Bayramda tapınmak için Yeruşalim'e çıkanlar arasında bazı Yunanlılar vardı. Bunlar Galile'nin Beytsayda Kenti'nden olan Filipus'a yaklaşıp, “Efendimiz, İsa'yı görmek istiyoruz” dediler. Filipus varıp Andreas'a söyledi. Andreas'la Filipus gelip İsa'ya bildirdiler. İsa, “İnsanoğlu'nun yüceltileceği saat geldi” dedi, “Size doğrusunu söyleyeyim: Yere düşüp de ölmeyen buğday tanesi tek başına kalır. Ama ölürse bol ürün verir. Canını seven onu yitirir. Bu dünyada canını hiçe sayan ise onu sonsuz yaşam için saklar. Bana hizmet etmek isteyen ardımdan gelsin. Öyle ki, ben neredeysem, bana hizmet eden de orada bulunsun. Kim bana hizmet ederse Baba onu onurlandıracaktır.
“Şu anda yüreğim üzüntüyle sarsılıyor. Ne demeliyim? ‘Ey Baba, beni bu durumdan kurtar’ mı? Ama ben bunun için gelmiş bulunuyorum. Ey Baba, adını yücelt!” Bunun üzerine, gökten bir ses geldi: “Yücelttim ve yücelteceğim.”

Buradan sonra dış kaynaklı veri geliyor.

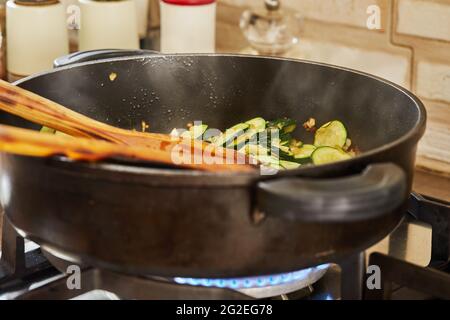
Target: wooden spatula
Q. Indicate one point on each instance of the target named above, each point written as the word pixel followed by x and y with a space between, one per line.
pixel 37 109
pixel 32 143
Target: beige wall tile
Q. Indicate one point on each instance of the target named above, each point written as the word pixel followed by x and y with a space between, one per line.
pixel 436 142
pixel 394 67
pixel 433 81
pixel 350 12
pixel 429 19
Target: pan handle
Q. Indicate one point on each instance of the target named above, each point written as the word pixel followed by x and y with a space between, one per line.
pixel 377 191
pixel 83 56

Orada oturup bunu duyan halk, “Gök gürledi” dedi. Kimisi de, “Bir melek O'nunla konuştu” diyordu. Ama İsa, “Bu ses benim için değil, sizin için geldi” dedi, “Bu dünyanın yargısı şimdidir. Bu dünyanın başkanı şimdi dışarı atılacaktır. Yerden yukarı kaldırıldığımda herkesi kendime çekeceğim.” Bu sözü nasıl bir ölümle öleceğini belirtmek için söylemişti.
Kalabalık şöyle yanıtladı: “Kutsal Yasa'dan duyduğumuza göre, Mesih tüm sonsuzluk boyunca kalacaktır. Öyleyse nasıl oluyor da sen, ‘İnsanoğlu'nun yukarı kaldırılması gerekir’ diyorsun? Bu İnsanoğlu denen kimdir?”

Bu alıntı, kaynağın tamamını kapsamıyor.